I tried this recently when shopping for a piano teacher for my 2 kids. I did my own internet research first and requested for a lowering of rates based on the lowest rates quoted. The teacher eventually agreed to reduce her price. Hey, bargaining actually works in Singapore! Try it out especially for services and small shops. If they won’t budget on price, ask to throw in a freebie. You may be pleasantly surprised.
Stock ahead: If you’re like me and don’t really like window shopping, this is something that might work. Make a list of friends or relatives whom you have to buy presents for, be it for birthdays, mother’s days or the like. Shop at genuine sales and stock up ahead when you see something that the potential recipient might like. Please don’t wait till the day before. You’d probably end up with something expensive and very run-of-the-mill. This can apply to bulk purchase of non-perishable household goods, granted of course you don’t mind the storage. However, if you’re like me and may forget what you’ve bought, it might not work.

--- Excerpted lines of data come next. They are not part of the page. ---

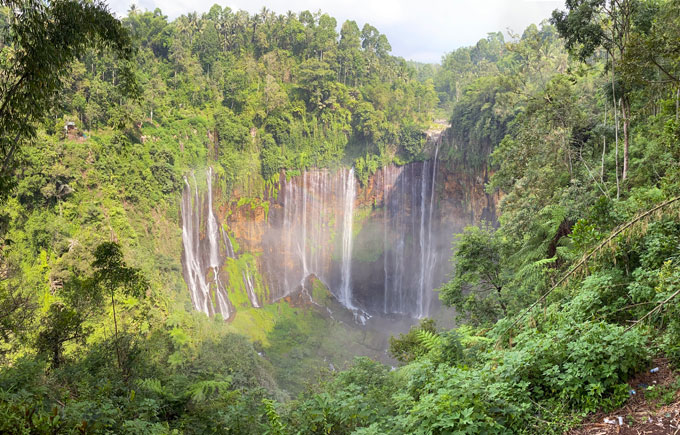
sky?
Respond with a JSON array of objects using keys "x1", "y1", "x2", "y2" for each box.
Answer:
[{"x1": 108, "y1": 0, "x2": 564, "y2": 62}]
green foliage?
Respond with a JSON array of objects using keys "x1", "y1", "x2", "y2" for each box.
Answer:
[
  {"x1": 389, "y1": 318, "x2": 437, "y2": 363},
  {"x1": 0, "y1": 0, "x2": 135, "y2": 199},
  {"x1": 439, "y1": 224, "x2": 509, "y2": 324}
]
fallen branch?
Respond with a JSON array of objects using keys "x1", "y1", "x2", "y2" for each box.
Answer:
[
  {"x1": 623, "y1": 290, "x2": 680, "y2": 333},
  {"x1": 498, "y1": 196, "x2": 680, "y2": 343}
]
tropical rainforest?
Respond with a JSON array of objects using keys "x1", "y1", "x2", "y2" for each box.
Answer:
[{"x1": 0, "y1": 0, "x2": 680, "y2": 434}]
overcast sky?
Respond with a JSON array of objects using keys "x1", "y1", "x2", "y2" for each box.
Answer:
[{"x1": 109, "y1": 0, "x2": 564, "y2": 62}]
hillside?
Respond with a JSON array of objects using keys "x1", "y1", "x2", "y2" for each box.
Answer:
[{"x1": 0, "y1": 0, "x2": 680, "y2": 434}]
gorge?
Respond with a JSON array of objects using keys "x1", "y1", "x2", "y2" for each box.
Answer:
[{"x1": 181, "y1": 136, "x2": 497, "y2": 322}]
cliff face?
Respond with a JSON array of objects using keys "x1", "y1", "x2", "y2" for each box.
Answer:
[{"x1": 183, "y1": 150, "x2": 498, "y2": 317}]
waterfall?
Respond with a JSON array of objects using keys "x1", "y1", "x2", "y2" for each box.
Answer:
[
  {"x1": 205, "y1": 168, "x2": 231, "y2": 319},
  {"x1": 418, "y1": 142, "x2": 439, "y2": 318},
  {"x1": 340, "y1": 168, "x2": 356, "y2": 308},
  {"x1": 181, "y1": 168, "x2": 260, "y2": 319},
  {"x1": 181, "y1": 160, "x2": 448, "y2": 318},
  {"x1": 274, "y1": 165, "x2": 356, "y2": 308}
]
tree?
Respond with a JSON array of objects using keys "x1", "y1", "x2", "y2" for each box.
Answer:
[
  {"x1": 551, "y1": 0, "x2": 637, "y2": 180},
  {"x1": 439, "y1": 224, "x2": 508, "y2": 324},
  {"x1": 92, "y1": 242, "x2": 149, "y2": 368},
  {"x1": 0, "y1": 0, "x2": 136, "y2": 198}
]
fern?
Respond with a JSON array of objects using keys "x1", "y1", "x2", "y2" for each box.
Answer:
[
  {"x1": 418, "y1": 329, "x2": 442, "y2": 352},
  {"x1": 262, "y1": 399, "x2": 286, "y2": 435},
  {"x1": 188, "y1": 376, "x2": 231, "y2": 402}
]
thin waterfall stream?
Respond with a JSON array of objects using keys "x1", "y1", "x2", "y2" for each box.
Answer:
[{"x1": 181, "y1": 160, "x2": 441, "y2": 319}]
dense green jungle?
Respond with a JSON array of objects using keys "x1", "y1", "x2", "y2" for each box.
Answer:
[{"x1": 0, "y1": 0, "x2": 680, "y2": 435}]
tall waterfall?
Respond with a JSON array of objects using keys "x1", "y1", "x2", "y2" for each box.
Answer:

Try out first: Remember the gym membership or facial package you bought that was used only once in a blue moon? Or maybe the newest gadget that has been lying around untouched? When buying something that involves a change in your lifestyle, always try it out first to see if it’s really for you. This is especially true for services. Be brutally honest and don’t buy something just because everyone else has it. You may even consider paying for the trial but request that the payments be used to offset the full package if you eventually take it up.
Don’t buy it: Being “face-loving” Asians, we often scoff at using hand-me-downs or borrowing something. Let’s face it – recycling is big in many developed countries. Thrift markets and even toy recycling centres are thriving in the United States and Europe. We are seriously lagging behind on this concept. When you need the occasional camping tent or sleeping mat, don’t just buy it. Open your mouth and ask around. A friend or relative may be able to loan it to you just for that one-off camping trip your child has to go.
Whenever I want to spend money on something, I will allow myself a week or two to question if it can really provide me the joy or value that I think it would. Can something else I already have provide me with the same? Maybe there’s a masochistic streak in me, but I find it rather enjoyable challenging myself!
So, in it all, I hope you have fun too! Life’s a drab if you keep counting every penny.